Em primeiro lugar, foi criada uma enorme instabilidade junto dos colaboradores do Infarmed. Quem conhece bem a instituição sabe que são colaboradores muito competentes, dedicados, que desenvolveram competências ao longo de anos de experiência prática no terreno, a nível nacional e internacional. Na verdade, o principal capital do Infarmed são as pessoas. São elas que todos os dias contribuem para que o Infarmed hoje detenha um elevado capital de credibilidade a nível do sistema europeu do medicamento. Acreditar que são facilmente e rapidamente substituíveis mostra um profundo desconhecimento da realidade.

Depois, a intempestividade da decisão e a ausência de justificações credíveis para a mesma não contribuem para dissipar na opinião pública o sentimento de que o Infarmed começou a ser usado como prémio ou moeda de troca em negociações políticas mais ou menos opacas. Até ao momento, o poder político tem respeitado sempre a independência e autonomia técnica do Infarmed. A par da demonstração inequívoca de transparência nas decisões, a independência técnica é um atributo fundamental na atividade de uma autoridade reguladora com intervenção numa área tão complexa e tão sensível para a saúde dos cidadãos, como é a área do medicamento e dos produtos de saúde.

Embora seja difícil avaliar o impacte da decisão a nível internacional, é preciso ter presente que uma das áreas de grande importância na atividade do Infarmed é a avaliação de pedidos de entrada de medicamentos no mercado europeu. Desta atividade resulta a entrada nos cofres do Estado de algumas dezenas de milhões de euros anualmente. Portugal detém hoje o 4.º lugar no ranking europeu como Estado-membro de referência na avaliação de procedimentos de autorização de medicamentos fruto, em grande parte, da visão estratégica desenvolvida ao longo de anos e também da qualidade da sua avaliação técnico-científica. Os clientes do Infarmed são essencialmente laboratórios da indústria farmacêutica internacional.

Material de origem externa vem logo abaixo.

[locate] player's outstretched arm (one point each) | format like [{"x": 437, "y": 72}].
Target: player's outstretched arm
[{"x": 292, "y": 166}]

Num contexto fortemente competitivo, quaisquer dúvidas sobre a capacidade do Infarmed poder continuar a assumir os seus compromissos ou sobre a qualidade da avaliação pode deitar a perder “a galinha dos ovos de ouro”.

Finalmente, a decisão, particularmente na forma e no contexto em que foi tomada, veio acirrar ainda mais a disputa entre Norte e Sul, nos aspetos mais negativos que a mesma tem revestido. Sou a favor da descentralização. Posso ter dúvidas sobre a melhor forma de a fazer. Mas uma coisa é certa: não é desta forma, seguramente.

O grande problema das decisões intempestivas e irrefletidas, como tudo leva a crer aconteceu neste caso, é que uma vez tomadas são difíceis de remediar, pelo menos sem um enorme custo para todas as partes envolvidas e sem algum sofrimento para as pessoas que, mais tendo contribuído, acabam por ser as mais lesadas.

Infelizmente temos em Portugal vários exemplos recentes do que acabo de afirmar. Pena é que tenhamos tanta dificuldade em aprender!